Despite the violence, it is imaginatively illustrated and horribly compelling. It has a painterly style of illustration that is even more pronounced in The Yattering (Eclipse Graphic Novels, 1993), a horror comic novel written by Clive Barker and drawn by John Bolton. The manner in which Bolton merges images of surreal, invisible demons trying to drag a suburban man to hell with all-too-human humans trying to cook the Christmas turkey, is quite remarkable.

Neil Gaiman and Dave McKean's Signal to Noise (published in instalments in the Face and as a book by Victor Gollancz last year) puts the comic-book-as-fine-art on a high shelf, wholly inaccessible to children but gripping stuff for those generations weaned on the work of Frank Hampson and the Eagle artists. The use of so many graphic techniques in this story of a dying film producer dreaming his last, end-of-the-world movie is impressive rather than pretentious (which it could easily be), and the story is as moving as that found in many new novels, although told in much fewer words.
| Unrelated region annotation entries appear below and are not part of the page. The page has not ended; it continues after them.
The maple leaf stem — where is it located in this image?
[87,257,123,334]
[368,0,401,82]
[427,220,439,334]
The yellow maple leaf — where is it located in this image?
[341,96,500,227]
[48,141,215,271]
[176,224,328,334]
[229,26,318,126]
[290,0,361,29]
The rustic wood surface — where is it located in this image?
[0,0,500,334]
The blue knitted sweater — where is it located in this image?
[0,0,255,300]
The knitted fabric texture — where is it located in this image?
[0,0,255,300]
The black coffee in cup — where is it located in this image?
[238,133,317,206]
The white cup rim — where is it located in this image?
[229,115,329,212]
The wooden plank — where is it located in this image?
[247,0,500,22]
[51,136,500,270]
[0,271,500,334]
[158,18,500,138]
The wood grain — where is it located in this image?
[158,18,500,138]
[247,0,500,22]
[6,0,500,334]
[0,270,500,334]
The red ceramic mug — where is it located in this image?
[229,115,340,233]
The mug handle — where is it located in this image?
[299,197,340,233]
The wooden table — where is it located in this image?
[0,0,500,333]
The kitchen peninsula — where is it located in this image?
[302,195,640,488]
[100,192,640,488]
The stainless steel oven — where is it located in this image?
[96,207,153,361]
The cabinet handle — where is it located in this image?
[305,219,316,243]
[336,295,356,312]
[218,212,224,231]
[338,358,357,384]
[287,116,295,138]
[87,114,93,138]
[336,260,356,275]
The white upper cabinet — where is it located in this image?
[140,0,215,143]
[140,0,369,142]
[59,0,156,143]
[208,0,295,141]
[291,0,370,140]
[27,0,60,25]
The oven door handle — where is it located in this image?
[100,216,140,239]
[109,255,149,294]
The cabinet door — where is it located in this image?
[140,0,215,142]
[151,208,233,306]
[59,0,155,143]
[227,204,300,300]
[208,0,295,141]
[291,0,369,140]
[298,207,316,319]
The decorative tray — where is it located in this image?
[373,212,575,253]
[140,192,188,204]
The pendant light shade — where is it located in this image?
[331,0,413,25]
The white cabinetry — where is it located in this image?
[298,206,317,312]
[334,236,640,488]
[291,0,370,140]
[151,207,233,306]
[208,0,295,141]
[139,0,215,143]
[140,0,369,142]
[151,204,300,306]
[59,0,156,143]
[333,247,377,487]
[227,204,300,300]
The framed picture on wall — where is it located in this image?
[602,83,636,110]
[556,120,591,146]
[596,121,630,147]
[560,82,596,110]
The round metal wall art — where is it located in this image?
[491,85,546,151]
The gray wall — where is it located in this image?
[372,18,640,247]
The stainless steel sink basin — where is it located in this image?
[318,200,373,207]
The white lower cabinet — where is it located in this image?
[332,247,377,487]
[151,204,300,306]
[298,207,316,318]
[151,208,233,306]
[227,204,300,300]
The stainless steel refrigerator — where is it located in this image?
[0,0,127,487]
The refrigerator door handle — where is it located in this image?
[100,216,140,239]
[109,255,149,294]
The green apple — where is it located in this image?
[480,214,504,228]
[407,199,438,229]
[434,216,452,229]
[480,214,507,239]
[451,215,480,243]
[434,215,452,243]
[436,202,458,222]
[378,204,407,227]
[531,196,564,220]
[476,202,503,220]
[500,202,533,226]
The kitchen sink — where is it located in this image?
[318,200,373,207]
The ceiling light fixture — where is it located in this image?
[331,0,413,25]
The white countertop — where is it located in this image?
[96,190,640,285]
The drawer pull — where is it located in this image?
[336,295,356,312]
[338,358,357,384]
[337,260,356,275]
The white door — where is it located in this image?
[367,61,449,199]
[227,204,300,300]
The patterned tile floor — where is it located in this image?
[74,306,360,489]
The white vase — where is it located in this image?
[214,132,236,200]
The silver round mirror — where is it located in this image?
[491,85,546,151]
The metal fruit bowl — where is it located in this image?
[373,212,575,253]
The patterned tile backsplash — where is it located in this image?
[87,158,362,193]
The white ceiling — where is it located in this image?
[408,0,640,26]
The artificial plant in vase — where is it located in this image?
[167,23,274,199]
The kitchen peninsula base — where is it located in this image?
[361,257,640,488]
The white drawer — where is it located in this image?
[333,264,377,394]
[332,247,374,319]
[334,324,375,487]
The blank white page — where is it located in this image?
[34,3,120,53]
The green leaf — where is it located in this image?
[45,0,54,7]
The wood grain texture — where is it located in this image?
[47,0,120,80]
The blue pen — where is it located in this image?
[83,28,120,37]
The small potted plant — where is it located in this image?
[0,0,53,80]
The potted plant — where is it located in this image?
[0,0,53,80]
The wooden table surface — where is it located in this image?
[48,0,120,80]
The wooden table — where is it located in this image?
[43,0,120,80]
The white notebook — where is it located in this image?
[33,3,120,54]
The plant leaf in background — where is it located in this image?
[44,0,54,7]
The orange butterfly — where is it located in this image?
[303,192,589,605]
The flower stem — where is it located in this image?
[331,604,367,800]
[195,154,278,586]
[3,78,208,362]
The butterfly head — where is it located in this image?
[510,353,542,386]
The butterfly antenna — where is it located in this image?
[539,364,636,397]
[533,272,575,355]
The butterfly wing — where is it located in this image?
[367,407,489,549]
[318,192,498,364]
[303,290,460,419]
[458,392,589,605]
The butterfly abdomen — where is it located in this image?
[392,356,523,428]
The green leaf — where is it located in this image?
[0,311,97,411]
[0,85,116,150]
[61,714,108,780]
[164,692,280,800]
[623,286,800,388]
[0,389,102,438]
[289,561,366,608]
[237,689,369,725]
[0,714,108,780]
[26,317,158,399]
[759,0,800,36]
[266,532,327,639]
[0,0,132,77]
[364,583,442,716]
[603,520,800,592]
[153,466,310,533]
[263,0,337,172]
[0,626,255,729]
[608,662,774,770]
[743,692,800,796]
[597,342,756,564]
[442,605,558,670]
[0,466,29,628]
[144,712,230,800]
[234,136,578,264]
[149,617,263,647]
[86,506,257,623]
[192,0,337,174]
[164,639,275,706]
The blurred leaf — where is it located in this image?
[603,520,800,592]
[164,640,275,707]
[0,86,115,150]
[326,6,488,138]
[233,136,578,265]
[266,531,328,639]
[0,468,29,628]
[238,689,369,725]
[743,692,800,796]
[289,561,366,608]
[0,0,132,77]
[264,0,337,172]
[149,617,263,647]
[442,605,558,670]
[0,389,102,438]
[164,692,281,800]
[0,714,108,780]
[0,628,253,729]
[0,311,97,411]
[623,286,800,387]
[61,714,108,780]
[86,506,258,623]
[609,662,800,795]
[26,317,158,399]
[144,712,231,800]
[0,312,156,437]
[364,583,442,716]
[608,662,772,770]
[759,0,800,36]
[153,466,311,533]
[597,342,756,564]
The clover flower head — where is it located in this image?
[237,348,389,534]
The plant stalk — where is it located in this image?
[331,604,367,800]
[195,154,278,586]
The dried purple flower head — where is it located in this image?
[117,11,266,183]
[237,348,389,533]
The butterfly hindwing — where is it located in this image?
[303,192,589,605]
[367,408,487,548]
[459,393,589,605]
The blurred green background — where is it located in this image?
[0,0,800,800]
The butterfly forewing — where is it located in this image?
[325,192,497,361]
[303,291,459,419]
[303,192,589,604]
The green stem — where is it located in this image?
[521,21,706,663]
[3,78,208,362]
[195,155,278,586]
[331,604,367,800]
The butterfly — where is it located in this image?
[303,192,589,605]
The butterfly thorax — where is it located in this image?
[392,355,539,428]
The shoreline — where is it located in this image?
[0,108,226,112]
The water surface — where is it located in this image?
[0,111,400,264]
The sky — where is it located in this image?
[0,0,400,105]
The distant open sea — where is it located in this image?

The most chilling of the new comic books must be Frank Miller's Sin City (Titan Books, 1992). Here the anti-hero, Marv, gradually disintegrates as he hacks, saws, blasts and rips his way through a world of filth and corruption that finally kills him, too. This monochrome book is truly shocking. It is not something you would want your child to see.

And there lies the true end of comic-book art. It has become the province of adults. Dan Dare is long dead, and with him goes the comic-book hero who was bluff and decent, and good enough to be the stuff of auction rooms 40 years on. Yet he was drawn for boys and tomboys.

How many future designers, illustrators and architects were inspired by Frank Hampson, Dan Dare and the Eagle? Many. How many will be inspired by Postman Pat and The World of Dinosaurs?

But Dan Dare is an impossible figure for children weaned on violence and adults for whom sickening sex and perversion is a part of their daily diet.

Taken by surprise, Dan exclaims: 'Sufferin' satellites]'; Frank Miller's Marv responds with a gutteral: 'Hnh . . .' Dare gave his enemies, the Treens, the old one-two, teaching them a lesson they wouldn't forget; Marv meets his enemies with a chiaroscuro swirl of punches, razor cuts and body-ripping bullets. He saws off their limbs and has them fed to the dogs.

At which point you realise that the modern comic book may be art, but it is very hard to like.